Devon horseshoe bats protection project gets £750K
Conservationists have been awarded £750,000 to help protect a rare colony of bats in Devon.
The horseshoe bat populations are among the last in northern Europe, says the county's wildlife trust.
But they are at risk because they are losing their habitats, man-made structures including former quarry caves and barns, to development.
Devon Wildlife Trust secured funding from the Heritage Lottery Fund for the Greater Horseshoe Bat Partnership.
- Greater horseshoe bats are one of 16 bat species found in Britain.
- With wingspans of up to 40cm they are also one of the largest.
- They get their name from the remarkable horseshoe-shaped organ on their noses, which the bat's use to navigate and find prey.
- Source: Devon Wildlife Trust
Devon has 11 horseshoe bat roosts in locations including Braunton, Buckfastleigh and the Tamar Valley.
But British populations of horseshoe bats have fallen by 90% in the last century, said the trust's Peter Burgess.

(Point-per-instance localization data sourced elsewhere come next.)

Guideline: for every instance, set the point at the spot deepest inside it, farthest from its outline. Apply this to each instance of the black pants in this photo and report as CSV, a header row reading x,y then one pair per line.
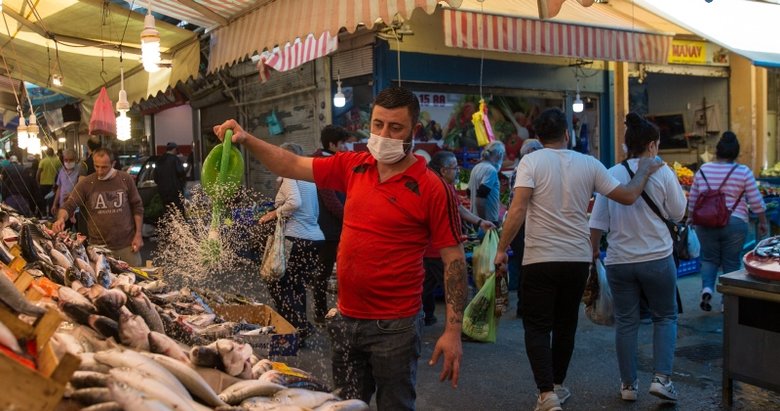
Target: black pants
x,y
551,300
434,277
319,279
289,292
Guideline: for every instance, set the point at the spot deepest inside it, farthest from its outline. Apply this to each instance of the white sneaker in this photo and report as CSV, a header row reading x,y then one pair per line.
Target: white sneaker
x,y
551,403
663,388
562,392
628,392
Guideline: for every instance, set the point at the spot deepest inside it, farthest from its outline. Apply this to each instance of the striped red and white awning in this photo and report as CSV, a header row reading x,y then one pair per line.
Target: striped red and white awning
x,y
293,55
483,31
278,22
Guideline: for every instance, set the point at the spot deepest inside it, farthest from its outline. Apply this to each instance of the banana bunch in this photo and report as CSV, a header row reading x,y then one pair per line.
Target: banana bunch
x,y
684,174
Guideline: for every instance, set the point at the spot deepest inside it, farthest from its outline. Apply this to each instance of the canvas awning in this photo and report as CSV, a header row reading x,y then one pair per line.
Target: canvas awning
x,y
279,22
598,33
748,28
88,36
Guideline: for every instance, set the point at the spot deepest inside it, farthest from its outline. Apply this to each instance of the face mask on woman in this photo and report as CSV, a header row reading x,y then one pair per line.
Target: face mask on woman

"Funding will allow us to support local farmers to farm in more 'bat friendly' ways, helping to maintain vital bat feeding areas and flight corridors," he said.
"It's also going to allow us to work with local communities to help everyone to find out more about the bats, and enable them to contribute to the project and gain a sense of pride in their local bats.
"With hundreds of local people involved, bats stand a better chance of thriving."